Sharp Credit – Credit News – Credit Information
Average credit scores for mortgage borrowers remain at a 2018 high, a sign that lenders aren’t easing standards despite refinance candidates already falling off on higher rates, according to Ellie Mae’s Origination Insights report.
The average borrower FICO score for loans closed in October rose three points to 727 year-over-year and remained unchanged from its year-high hit the previous month. The average loan-to-value also held steady at 79% on both an annual and monthly basis.
All the while, the refinance share of mortgages closed in October tanked 10 percentage points from the previous year, bumping up the purchase share from 61% to 68%, and mortgage origination amounts overall are heading downhill into next year, as forecasted by Fannie Mae.

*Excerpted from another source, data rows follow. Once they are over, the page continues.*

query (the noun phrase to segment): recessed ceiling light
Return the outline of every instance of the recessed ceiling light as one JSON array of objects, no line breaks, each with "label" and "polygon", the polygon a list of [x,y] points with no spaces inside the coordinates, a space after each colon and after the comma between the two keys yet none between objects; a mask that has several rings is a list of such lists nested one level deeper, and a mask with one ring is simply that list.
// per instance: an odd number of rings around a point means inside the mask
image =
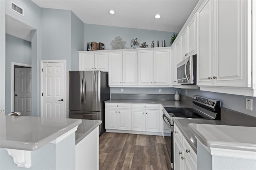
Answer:
[{"label": "recessed ceiling light", "polygon": [[109,11],[109,13],[111,14],[115,14],[115,12],[113,10],[110,10]]},{"label": "recessed ceiling light", "polygon": [[160,18],[161,18],[161,16],[159,14],[156,14],[155,16],[155,18],[156,19]]}]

But lenders are still hesitant to take on more risk to help homebuyers, already struggling with rising home prices and mortgage rates, enter the market.
“As interest rates continue to rise, the percentage of adjustable-rate mortgages is increasing as homebuyers are looking to take advantage of the best rates from their lenders,” said Ellie Mae President and CEO Jonathan Corr in a press release. “Additionally, FICO scores remain the highest we’ve seen in 2018, indicating that lenders are not yet loosening credit availability to attract the shrinking refinance market.”
Closing rates, however, have increased, meaning mortgage applications started in the previous 90 days are more likely to close than a year ago. The closing rate for all loan types hit a 2018 high of 72.2% in October, up from 70.4% a year ago.